In the creation account of Genesis, there are two trees mentioned. One is the tree of life, and the other is the tree of knowledge of good and evil. An interpretation made by theologian Henri Nouwen is that the first sin of man had been a sin of the appetite – wherein his eating of the fruit showed his desire to be all-knowing or “omnipotent.” He maintains that wisdom to know good and evil isn’t a sin in itself – what is sinful is to desire it in order to wield power. This power we recognize is something that we should leave to God alone.

The painting then, is an interaction of symbols that represent wisdom from the symbolism of the chalice in Christian tradition and the creation account.

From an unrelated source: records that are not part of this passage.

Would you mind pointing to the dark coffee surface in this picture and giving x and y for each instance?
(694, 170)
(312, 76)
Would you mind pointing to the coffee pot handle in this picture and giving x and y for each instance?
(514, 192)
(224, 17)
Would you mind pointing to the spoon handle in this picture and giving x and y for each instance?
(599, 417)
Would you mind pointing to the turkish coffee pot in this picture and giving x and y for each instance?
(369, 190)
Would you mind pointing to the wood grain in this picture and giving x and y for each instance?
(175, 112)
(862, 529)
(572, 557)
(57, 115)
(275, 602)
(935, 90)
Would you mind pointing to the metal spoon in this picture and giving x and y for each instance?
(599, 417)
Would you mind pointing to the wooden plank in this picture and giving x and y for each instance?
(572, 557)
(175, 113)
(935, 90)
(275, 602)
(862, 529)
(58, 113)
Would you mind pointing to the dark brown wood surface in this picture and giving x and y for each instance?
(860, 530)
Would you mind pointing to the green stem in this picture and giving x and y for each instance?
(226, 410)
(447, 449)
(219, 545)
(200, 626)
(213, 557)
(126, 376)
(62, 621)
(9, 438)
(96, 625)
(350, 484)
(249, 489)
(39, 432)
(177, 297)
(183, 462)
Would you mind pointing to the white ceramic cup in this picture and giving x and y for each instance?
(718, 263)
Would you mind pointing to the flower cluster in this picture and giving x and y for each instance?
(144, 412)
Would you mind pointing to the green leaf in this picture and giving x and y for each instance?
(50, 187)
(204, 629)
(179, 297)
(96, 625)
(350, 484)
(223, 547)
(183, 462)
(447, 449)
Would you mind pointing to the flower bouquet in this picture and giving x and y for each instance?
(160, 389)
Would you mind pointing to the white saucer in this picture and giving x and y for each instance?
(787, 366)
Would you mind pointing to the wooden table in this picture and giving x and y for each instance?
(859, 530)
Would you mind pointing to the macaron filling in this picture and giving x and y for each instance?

The shape of the skulls, with the halo around it secured by a foot mimics that of a tree – the tree of knowledge of good and evil. The halo represents life which is good, and the skulls and bones represent death which is sinful. The halo being above all other symbols represent the triumph of life over death.

Notice that the animal in the painting is a lizard, who symbolizes man as he walks on two legs. More often than not, man succumbs to his appetite. This means that besides our rational nature, we also have an animalistic nature that often succumbs to our inner desires and motives. As he stares at the bright red jewel – the forbidden fruit, he is tempted by the desire to be omnipotent by eating it.

Not surprisingly, when one is asked what the center of the painting is we answer that is the probable would be the red jewel. It is in our nature to be attracted to earthly desires – what is expensive, shiny or beautiful. We do not notice the two eyes above it – represented by God who is always watching us. When Adam and Eve were hiding in the garden, God asked them where they were – and yet he knew where they were. Perhaps the wisdom of the chalice is to humble ourselves and let us be found by God, because even in our refusal to be found, he knows where we are.